À l’image de la « parenthèse » du confinement qui ne s’est toujours pas fermée, ces prises de vue si confinées dans l’espace et le temps nous offrent peu de repères matériels : pas d’indices géographiques à part quelques mots en français ou en espagnol, pas de calendriers ni horloges, pas de mises en perspective ni d’horizons lointains. C’est plutôt dans le flux de sensations et d’humeurs que nous sommes invités à nous repérer, en jouant, comme les quarante-huit photographes, le jeu d’un « nouveau corps » collectif. À cet égard, ce petit livre incarne déjà la vie « d’après » tant évoqué « pendant ». Le « nouveau corps » d’images est à la fois le témoignage et le résultat d’une double solidarité : au sein d’un « nouveau corps » d’artistes, réunis dans leur isolement partagé, et entre ceux-ci et cet autre corps de soignants de première ligne.

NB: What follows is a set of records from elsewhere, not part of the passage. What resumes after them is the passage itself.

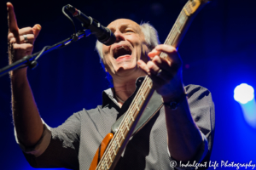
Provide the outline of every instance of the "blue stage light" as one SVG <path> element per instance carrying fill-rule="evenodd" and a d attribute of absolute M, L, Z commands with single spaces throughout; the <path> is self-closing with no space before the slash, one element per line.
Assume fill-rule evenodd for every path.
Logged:
<path fill-rule="evenodd" d="M 234 99 L 241 104 L 247 104 L 254 98 L 254 89 L 247 83 L 241 83 L 234 90 Z"/>

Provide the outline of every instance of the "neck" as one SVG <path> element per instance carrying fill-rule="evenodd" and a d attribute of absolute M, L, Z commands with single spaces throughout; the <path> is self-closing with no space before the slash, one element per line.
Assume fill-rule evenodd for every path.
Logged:
<path fill-rule="evenodd" d="M 113 78 L 113 90 L 115 94 L 115 98 L 119 101 L 119 103 L 123 103 L 122 101 L 125 101 L 135 91 L 136 80 L 139 76 L 145 76 L 145 74 L 138 75 L 137 76 L 125 76 L 125 77 L 119 77 Z M 116 97 L 117 96 L 117 97 Z M 121 101 L 122 100 L 122 101 Z"/>

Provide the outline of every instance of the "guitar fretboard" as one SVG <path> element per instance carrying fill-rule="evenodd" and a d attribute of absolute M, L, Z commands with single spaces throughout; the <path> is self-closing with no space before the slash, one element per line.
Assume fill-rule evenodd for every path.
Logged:
<path fill-rule="evenodd" d="M 168 34 L 165 44 L 177 48 L 182 36 L 184 34 L 184 30 L 186 29 L 186 26 L 189 23 L 191 14 L 201 4 L 201 0 L 189 1 L 185 4 L 174 26 L 172 26 L 172 29 Z M 166 59 L 166 55 L 164 53 L 161 53 L 160 57 Z M 153 82 L 148 76 L 146 76 L 128 110 L 126 111 L 126 114 L 124 116 L 117 133 L 114 134 L 108 148 L 106 149 L 96 169 L 109 169 L 113 162 L 115 161 L 118 153 L 123 151 L 123 149 L 132 134 L 131 130 L 134 129 L 138 119 L 140 118 L 143 110 L 145 107 L 145 105 L 147 105 L 147 102 L 145 101 L 147 99 L 151 97 L 154 91 L 154 89 L 153 88 Z M 120 155 L 120 153 L 119 154 Z"/>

Le soutien aux soignants de proximité s’est finalement concrétisé par l’achat du matériel de protection pour le service de radiologie de l’hôpital Punta Europa à Algésiras. Pourquoi Algérisas ? Gabriela Cendoya-Bergareche et Teresa Uzeda expliquent : « Les périphéries ont besoin de toute l’attention possible en ces temps difficiles. Ce lieu est vraiment situé à la pointe sud de l’Europe, un lieu où se croisent des gens et des cultures différentes. Et où les équipes médicales ont un besoin urgent de beaucoup de choses. » Leurs efforts, aussi généreux que lucides, appellent au nôtres[2].

 

 

[1] Teresa Uzeda et Gabriela Cendoya Bergareche (sous la dir. de), Novis Corpus. 48 photographes confinés partagent leur quotidien, texte de Sadreddine Areski, autoédité et autofinancé, 2020, 116p. avec 96 photographies en noir et blanc, 12 € (+ 5 € de frais de port). Un premier tirage de 500 exemplaires est presque épuisé. Renseignements : librocuarentena@gmail.com

[2] Si Novis Corpus reste inégalée dans sa double dimension collaborative et solidaire, de nombreux photographes de différents pays se sont mobilisés autour de ventes de tirages au profit des soignants, des ONG ou d’autres structures aidant les plus démunis pendant la crise sanitaire. Quelle que soit l’envergure des opérations, elles partagent avec Novis Corpus un ancrage local dans un contexte global – autant d’études de cas pour le monde « d’après ». Face à l’hécatombe qui a frappé la ville de Bergame, devenue l’épicentre de l’épidémie en Italie, Perimetro, un magazine photographique en ligne basé à Milan, a lancé avec l’ONG LiveInSlums la campagne « 100 photographes pour Bergame » (27 mars-5 avril 2020) afin d’acheter du matériel pour l’hôpital Papa Giovanni XXIII. « Pictures for Elmhurst » (10-20 avril 2020), organisée par six photographes et « créatifs » new-yorkais pour venir en aide à l’hôpital Elmhurst du Queens, devenu lui aussi l’épicentre de la crise dans l’État de New York. La « Picto Collection » (25 avril-25 mai 2020) a proposé des tirages de 112 photographes et levé des fonds pour la Bowery Mission, un refuge associatif de New York créé en 1879. Sous le nom de « Photographes unis » (15 avril-15 mai 2020), quatre photographes de l’agence Hans Lucas ont rallié leurs pairs à un projet « commun et spontané » pour l’opération « Tous unis contre le virus » menée par la Fondation de France, l’AP-HP et l’Institut Pasteur. En Inde, une action semblable a vu le jour grâce à quatre jeunes photographes (islandaise, anglais, sud-africaine et sino-allemand) qui s’étaient rencontrés à Delhi. L’idée d'une vente de tirages s’est traduite par un appel à des photographes ayant des liens forts avec l’Inde. « Prints for India » (24 avril-22 mai 2020) a recueilli des fonds pour le programme Rahat Covid-19 de l’ONG indienne Goonj, venant en aide aux populations les plus vulnérables pendant le confinement. « 150 fotos para São Paulo » (18 mai-3 juin 2020) soutient les actions de la paroisse São Miguel Arcanjo auprès des sans-abri et celles d’une association fournissant denrées alimentaires, repas et kits d’hygiène aux habitants de la périphérie de la ville. Enfin, Sputnik Photos, un collectif de photographes d’Europe centrale et orientale basé à Varsovie, a mis en place une vente de tirages (7-21 avril 2020), complétée par de nombreux livres photos, afin de faire fabriquer et distribuer des visières de protection aux équipes médicales à travers la Pologne.